A preocupação é compreensível, considerando o cenário brasileiro, onde cerca de 38 milhões de pessoas vivem na informalidade
. Essas pessoas, que geralmente não possuem CNPJ nem declaram Imposto de Renda, atuam em atividades como venda de alimentos, artesanato e outras pequenas operações. A desinformação que circula é que qualquer movimentação acima de R$ 5 mil será automaticamente tributada.
De fato, o aumento no monitoramento indica um potencial interesse da Receita Federal em futuras fiscalizações.
Contudo, acredito que, no momento, a atenção do Fisco não estará voltada para esse contingente massivo de trabalhadores informais, e há razões práticas para isso.
Primeiro que o controle efetivo de milhões de pequenos empreendedores informais exigiria uma mobilização significativa de recursos humanos e tecnológicos por parte do Fisco.
Focar na dona Maria que vende bolo para deixar de lado as movimentações financeiras de AGENTES POLITICOS, CRIMINOSOS, GRANDE CONTRIBUINTES, dentre outros de relevante importância, não me parece nada inteligente.
Assim acredito que é pouco provável que a Receita Federal, com sua estrutura atual, seja capaz de dedicar essa energia exclusivamente a esse público de baixa renda.
Segundo que movimentações financeiras não necessariamente representam lucro ou renda tributável.
Faturamento não é renda. Para tributar esses trabalhadores como pessoas físicas, seria necessário apurar seus custos operacionais e determinar a renda líquida efetiva.
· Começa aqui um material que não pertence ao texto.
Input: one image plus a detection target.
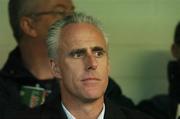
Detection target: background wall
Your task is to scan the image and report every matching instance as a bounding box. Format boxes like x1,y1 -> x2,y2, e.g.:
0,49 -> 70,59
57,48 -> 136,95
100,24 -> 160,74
0,0 -> 180,103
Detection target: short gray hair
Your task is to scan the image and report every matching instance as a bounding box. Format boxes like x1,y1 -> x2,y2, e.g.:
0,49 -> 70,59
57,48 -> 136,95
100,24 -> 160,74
47,12 -> 108,59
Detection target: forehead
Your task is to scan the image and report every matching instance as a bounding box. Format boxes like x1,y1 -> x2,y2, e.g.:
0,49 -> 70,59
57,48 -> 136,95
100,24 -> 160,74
37,0 -> 74,10
61,23 -> 106,47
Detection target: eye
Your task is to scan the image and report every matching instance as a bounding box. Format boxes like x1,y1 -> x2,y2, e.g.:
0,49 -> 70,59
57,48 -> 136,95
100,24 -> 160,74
72,52 -> 84,59
69,50 -> 86,59
94,51 -> 104,58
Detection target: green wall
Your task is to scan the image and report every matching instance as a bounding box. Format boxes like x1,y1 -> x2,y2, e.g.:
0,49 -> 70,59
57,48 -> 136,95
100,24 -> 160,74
0,0 -> 180,103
Isso introduziria uma complexidade que possivelmente geraria mais uma nova obrigação acessória que dificilmente seria cumprida.
Veja por exemplo a figura do MEI que é a porta de entrada para se ter um CNPJ. A maioria destes se quer paga sua contribuições em dia e muito menos enviam a declaração de faturamento anual obrigatória, quiçá a declaração de imposto de renda.
Assim, no curto prazo, acredito que é pouco provável que essa normativa resulte em mudanças significativas para os trabalhadores informais.
No entanto, a perspectiva de ajustes futuros, para trabalhadores formais e empresas não pode ser descartada. A reforma tributária, por exemplo, já introduz a figura do nanoempreendedor, sinalizando um interesse na possível regularização de outras categorias de baixa renda. O governo pretende isentar do IR quem ganha por exemplo ate R$ 5.000, e por obvio essa medida não virá de “graça”.
É importante que a sociedade, especialmente os pequenos empreendedores, acompanhe essas mudanças com atenção e busque se informar por canais confiáveis para evitar alarmismos desnecessários. A modernização do sistema tributário com a tecnologia financeira é inevitável, mas sem sombra de dúvida deve ser acompanhada de discussões transparentes e soluções equilibradas para evitar impactos desproporcionais que gerem mais tributação ou quebra de sigilo de informações dos contribuintes.